In a nipple-sparing mastectomy, you can preserve the nipple based on the location of cancer. If performing a preventive surgery, direct implantation can be made into the breast pocket.

Now, if we're performing a skin-sparing mastectomy, which means that you're removing the nipple and part of the areola, we would perfume a tissue expander placement, until we can exchange it for a permanent implant.

Some patients may require post-mastectomy radiation for further treatment, and until the radiation is complete, you do not want to do any definitive reconstruction. This could be a reconstruction with the implant or the patient's own tissue.
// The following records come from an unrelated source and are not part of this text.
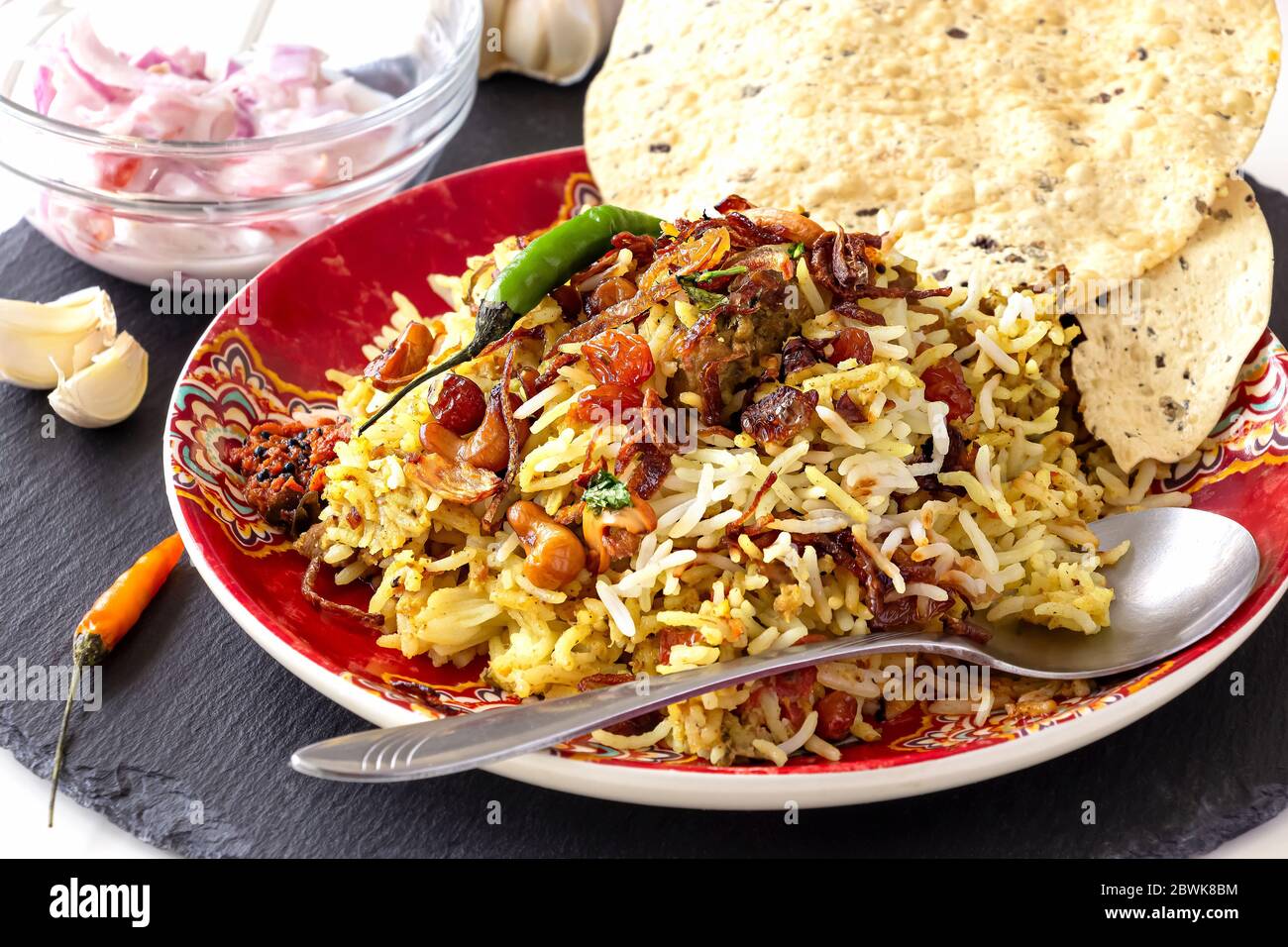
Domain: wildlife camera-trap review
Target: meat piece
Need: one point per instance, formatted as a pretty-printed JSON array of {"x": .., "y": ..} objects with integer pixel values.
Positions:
[
  {"x": 282, "y": 463},
  {"x": 752, "y": 324},
  {"x": 799, "y": 355},
  {"x": 781, "y": 415},
  {"x": 887, "y": 613},
  {"x": 840, "y": 262}
]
Again, knowing that some of those patients would require post-mastectomy radiation, you don't want to burn any bridges. Because radiation comes in and it changes the skin envelope, causing issues such as burning of tissue creating scar tissue, poor outcomes, and failure of the implant as well.

So, therefore, in these patients, the situation is temporised, by placing a temporary device called the tissue expander. Navigating the patient throughout their treatment is key, which could be chemotherapy or follow-up chemotherapy with radiation.

Until after the radiation is complete, no further steps should be taken, except potentially expanding the tissue expander.

After completion of radiation, which is roughly three to six months, we take those patients back to the operating room to exchange their tissue expanders for a permanent implant.

This is a two-stage procedure, which gives surgeons the ability to revise the surgery and do touch-ups, such as size match with the contralateral other side, if only the patient has undergone a single, unilateral mastectomy.